When I first moved to Portland, I was living with my friend Nora through her grand-mother’s passing. Upon returning from the funeral in the Midwest, Nora looked me in the eyes and said “I’m going to work with the dead and the dying.” Her grandmother’s journey into the other world had become a vocational call. I remember the conviction in her voice and the solid foundation of truth that it came from.
Nora spent the majority of the pandemic working at a mortuary in San Lorenzo, California. The stories from this time in her life will follow me through the rest of mine. The initiation starting with her grandmother was a continuing revelation that led her to seek her degree in Chaplaincy at Starr King School for the Ministry. Nora is a queer animist witch, living in a largely Christian and conservative community on the shores of Lake Superior. Sometimes the rainbow flag on her name tag means being asked to leave a bedside at the hospital where she is a chaplain. Just as often that flag is a portal to connection with people who feel it means safety and freedom from judgment.

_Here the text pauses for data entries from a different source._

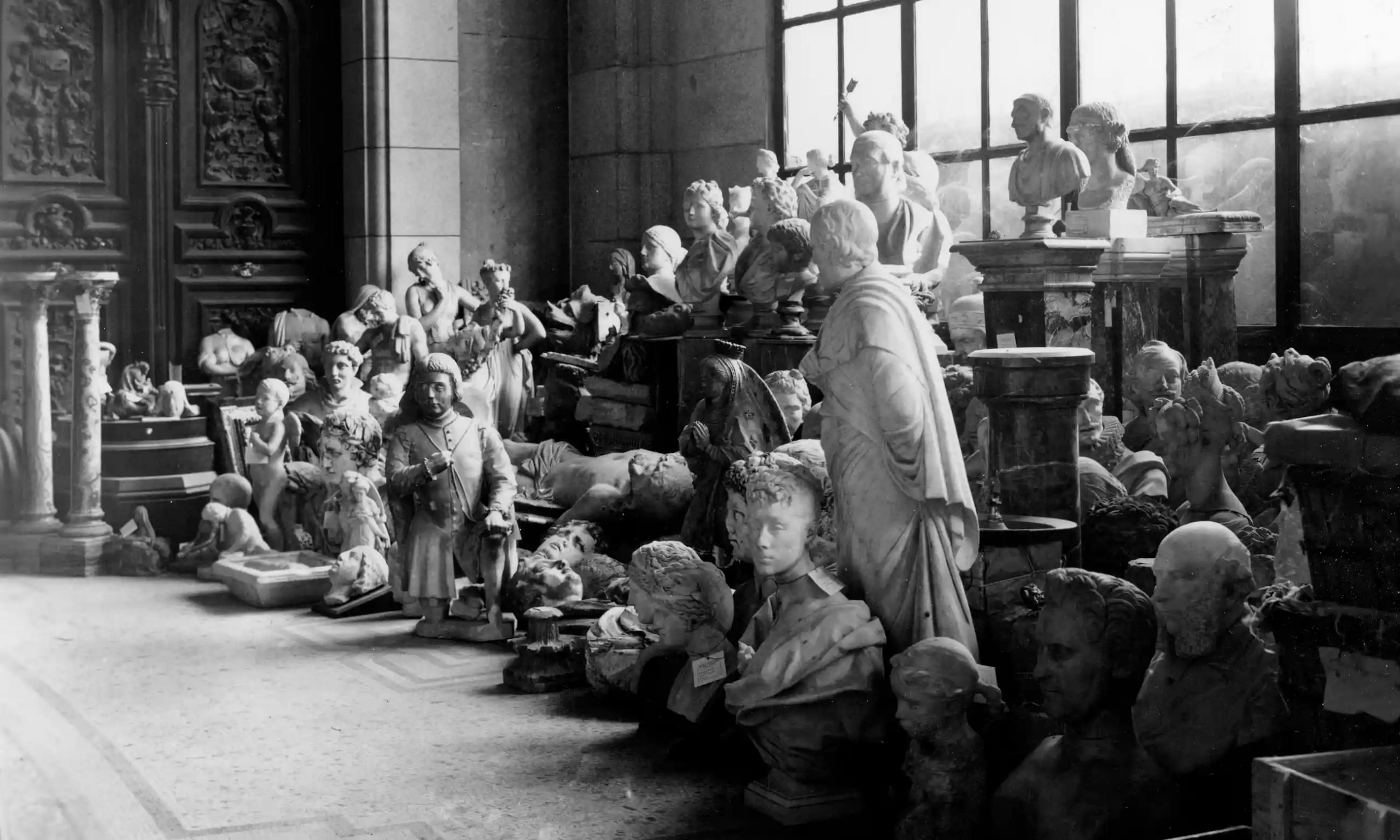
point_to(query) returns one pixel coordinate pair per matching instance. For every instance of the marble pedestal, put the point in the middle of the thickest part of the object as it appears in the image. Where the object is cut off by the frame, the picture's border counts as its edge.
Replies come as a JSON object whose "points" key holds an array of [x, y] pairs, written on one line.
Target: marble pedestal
{"points": [[1038, 293], [1032, 396], [1126, 308], [1198, 310]]}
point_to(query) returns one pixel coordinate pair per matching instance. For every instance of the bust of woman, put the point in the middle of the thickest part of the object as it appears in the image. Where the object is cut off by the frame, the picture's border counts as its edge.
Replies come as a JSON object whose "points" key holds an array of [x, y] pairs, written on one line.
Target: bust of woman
{"points": [[1104, 138]]}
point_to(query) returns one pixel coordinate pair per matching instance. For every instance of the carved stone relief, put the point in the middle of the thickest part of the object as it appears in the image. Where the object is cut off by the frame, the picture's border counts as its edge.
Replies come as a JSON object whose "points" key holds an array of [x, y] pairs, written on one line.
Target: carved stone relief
{"points": [[243, 72], [52, 96]]}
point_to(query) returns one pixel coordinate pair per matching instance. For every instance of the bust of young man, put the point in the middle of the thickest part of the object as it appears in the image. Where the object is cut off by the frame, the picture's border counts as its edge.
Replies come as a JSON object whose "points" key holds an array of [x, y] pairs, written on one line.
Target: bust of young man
{"points": [[811, 658]]}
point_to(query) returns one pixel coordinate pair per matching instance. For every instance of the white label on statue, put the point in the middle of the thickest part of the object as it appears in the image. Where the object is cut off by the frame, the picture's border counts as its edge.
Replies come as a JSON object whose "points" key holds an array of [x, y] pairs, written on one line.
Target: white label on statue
{"points": [[828, 584], [706, 669]]}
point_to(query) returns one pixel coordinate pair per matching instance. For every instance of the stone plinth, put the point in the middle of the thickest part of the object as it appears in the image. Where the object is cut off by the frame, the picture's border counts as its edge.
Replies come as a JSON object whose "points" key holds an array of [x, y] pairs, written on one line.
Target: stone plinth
{"points": [[1126, 310], [1198, 311], [1038, 293], [1032, 396]]}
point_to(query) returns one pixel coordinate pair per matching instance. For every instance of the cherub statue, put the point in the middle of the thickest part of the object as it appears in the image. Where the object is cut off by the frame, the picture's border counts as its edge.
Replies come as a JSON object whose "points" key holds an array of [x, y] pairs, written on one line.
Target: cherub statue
{"points": [[440, 306], [1198, 430], [1158, 195], [936, 682], [173, 402], [653, 304], [135, 396], [711, 256], [265, 454], [356, 571], [356, 516], [736, 418]]}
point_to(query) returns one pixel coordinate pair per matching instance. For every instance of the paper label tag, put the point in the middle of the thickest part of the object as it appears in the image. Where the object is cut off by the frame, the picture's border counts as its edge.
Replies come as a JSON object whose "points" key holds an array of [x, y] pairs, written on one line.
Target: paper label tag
{"points": [[828, 584], [708, 669]]}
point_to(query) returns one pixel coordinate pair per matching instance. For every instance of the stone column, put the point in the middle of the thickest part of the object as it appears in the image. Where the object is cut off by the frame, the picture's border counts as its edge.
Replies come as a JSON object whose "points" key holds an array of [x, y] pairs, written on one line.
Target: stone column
{"points": [[91, 293], [37, 514]]}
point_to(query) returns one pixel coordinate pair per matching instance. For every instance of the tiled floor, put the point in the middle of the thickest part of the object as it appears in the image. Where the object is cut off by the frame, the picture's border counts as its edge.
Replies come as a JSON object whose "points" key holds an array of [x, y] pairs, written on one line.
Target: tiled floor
{"points": [[160, 709]]}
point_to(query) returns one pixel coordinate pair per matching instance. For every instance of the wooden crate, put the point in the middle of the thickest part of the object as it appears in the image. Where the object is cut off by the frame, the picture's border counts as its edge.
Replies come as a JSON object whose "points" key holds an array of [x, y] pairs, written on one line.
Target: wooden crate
{"points": [[1333, 796]]}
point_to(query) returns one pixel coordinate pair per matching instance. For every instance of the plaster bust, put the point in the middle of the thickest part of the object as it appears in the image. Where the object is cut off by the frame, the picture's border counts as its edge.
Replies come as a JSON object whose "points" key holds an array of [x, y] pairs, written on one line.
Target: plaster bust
{"points": [[1046, 170], [936, 682], [354, 573], [1095, 781], [1099, 132], [1213, 688]]}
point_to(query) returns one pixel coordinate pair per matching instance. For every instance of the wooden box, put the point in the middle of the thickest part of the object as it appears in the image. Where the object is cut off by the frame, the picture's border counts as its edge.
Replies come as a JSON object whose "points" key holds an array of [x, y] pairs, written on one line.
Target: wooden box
{"points": [[1331, 796]]}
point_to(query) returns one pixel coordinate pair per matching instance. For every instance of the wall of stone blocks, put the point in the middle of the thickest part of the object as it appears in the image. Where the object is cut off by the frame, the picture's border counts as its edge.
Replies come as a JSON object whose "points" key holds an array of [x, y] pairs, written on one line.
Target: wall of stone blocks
{"points": [[661, 93]]}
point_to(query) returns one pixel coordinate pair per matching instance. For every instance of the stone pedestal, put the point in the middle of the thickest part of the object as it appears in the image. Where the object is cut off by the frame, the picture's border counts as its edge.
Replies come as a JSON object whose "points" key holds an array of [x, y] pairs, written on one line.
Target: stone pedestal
{"points": [[1198, 313], [1126, 301], [1038, 293], [1032, 396]]}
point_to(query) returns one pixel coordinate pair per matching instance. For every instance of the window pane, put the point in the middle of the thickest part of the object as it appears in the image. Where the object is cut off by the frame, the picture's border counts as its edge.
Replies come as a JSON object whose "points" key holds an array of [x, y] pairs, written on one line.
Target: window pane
{"points": [[1236, 173], [949, 74], [809, 88], [793, 9], [1024, 58], [873, 49], [1123, 58], [1351, 223], [1349, 51], [1226, 59], [1006, 218]]}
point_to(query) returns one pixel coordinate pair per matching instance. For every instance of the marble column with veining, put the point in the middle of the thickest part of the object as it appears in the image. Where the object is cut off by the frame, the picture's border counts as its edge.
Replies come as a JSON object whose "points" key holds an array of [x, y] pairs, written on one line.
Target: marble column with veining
{"points": [[37, 514], [91, 291]]}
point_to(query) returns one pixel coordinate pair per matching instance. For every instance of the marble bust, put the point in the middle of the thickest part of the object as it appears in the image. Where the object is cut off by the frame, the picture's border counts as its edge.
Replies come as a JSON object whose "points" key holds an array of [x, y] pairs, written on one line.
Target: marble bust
{"points": [[1213, 686], [1046, 168], [811, 660], [1094, 781], [1099, 132]]}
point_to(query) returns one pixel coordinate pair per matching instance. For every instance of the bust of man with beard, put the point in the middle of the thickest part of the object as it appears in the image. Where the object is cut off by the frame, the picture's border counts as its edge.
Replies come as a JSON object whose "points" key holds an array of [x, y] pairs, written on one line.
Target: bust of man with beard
{"points": [[1210, 701]]}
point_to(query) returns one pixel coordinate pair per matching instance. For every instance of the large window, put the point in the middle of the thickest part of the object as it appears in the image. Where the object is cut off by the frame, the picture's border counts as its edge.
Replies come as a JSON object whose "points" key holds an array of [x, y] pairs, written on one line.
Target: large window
{"points": [[1290, 108]]}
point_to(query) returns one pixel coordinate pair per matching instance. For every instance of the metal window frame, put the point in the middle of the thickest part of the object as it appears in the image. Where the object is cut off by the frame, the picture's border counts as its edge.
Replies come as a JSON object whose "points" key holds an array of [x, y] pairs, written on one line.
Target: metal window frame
{"points": [[1287, 121]]}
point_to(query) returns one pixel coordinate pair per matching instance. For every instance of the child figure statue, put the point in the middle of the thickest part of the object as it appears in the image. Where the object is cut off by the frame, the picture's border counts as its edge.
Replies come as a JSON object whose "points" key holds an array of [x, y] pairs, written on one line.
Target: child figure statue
{"points": [[936, 682], [458, 489], [265, 454]]}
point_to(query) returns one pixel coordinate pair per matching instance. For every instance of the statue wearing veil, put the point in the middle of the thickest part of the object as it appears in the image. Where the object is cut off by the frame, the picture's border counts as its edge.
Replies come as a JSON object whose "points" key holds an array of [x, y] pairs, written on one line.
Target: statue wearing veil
{"points": [[906, 521], [737, 416]]}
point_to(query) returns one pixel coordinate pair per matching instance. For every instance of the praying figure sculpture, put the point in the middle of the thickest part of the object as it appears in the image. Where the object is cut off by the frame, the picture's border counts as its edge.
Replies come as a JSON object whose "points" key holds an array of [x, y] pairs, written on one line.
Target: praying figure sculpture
{"points": [[393, 345], [688, 605], [1094, 781], [1196, 431], [456, 481], [1099, 132], [440, 306], [1158, 195], [1210, 702], [736, 418], [936, 682], [711, 256], [1046, 168], [911, 238], [905, 514], [811, 660]]}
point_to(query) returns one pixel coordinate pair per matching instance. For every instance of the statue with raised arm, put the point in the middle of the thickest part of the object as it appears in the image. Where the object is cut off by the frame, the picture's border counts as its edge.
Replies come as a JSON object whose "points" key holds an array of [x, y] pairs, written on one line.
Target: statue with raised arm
{"points": [[1046, 170], [440, 306]]}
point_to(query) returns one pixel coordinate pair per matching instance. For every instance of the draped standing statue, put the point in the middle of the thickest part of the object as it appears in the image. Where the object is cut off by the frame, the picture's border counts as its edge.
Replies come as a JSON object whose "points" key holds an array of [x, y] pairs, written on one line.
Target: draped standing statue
{"points": [[906, 521]]}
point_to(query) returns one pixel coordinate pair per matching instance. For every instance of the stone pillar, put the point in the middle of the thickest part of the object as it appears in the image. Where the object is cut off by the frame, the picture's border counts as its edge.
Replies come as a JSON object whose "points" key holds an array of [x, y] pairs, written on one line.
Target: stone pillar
{"points": [[1038, 293], [1199, 298], [37, 514], [91, 293], [1126, 300]]}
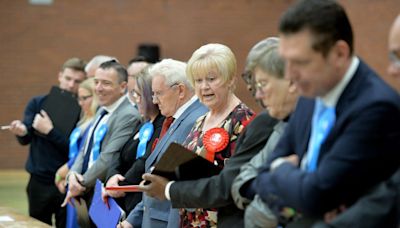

How do we know when the vocational call is for us? What are the signs that someone has settled into the work that they were meant to do in the world? In this issue of Western Friend we will meet people who have been called to their vocation, either through a conversion experience or a series of choices that felt right. Sometimes these choices were not easy to make. Sometimes these choices had knock-on effects that changed the course of the chooser’s life.
On nights after being on a boat, I fall asleep rocked by the sensations of the water, although I am on land. After interacting with the swarm, I fell asleep with visions of the way the bees moved through the air and vibrated in a cluster clinging to the side of their old home. I heard a master beekeeper say that she felt that your greatest asset in working with a hive is your intuition: you need to be able to feel into the needs of the bees. I think that’s true when it comes to a vocational call as well. Each step reveals the next one. Each choice to be of service, consistently over time, helps others exponentially in ways that the giver cannot fully understand.
I hope that the hive splitting is a sign of health and abundance. I hope we can feel into the needs of others and the group at large and act accordingly. Friends, I hope we harvest honey in the fall.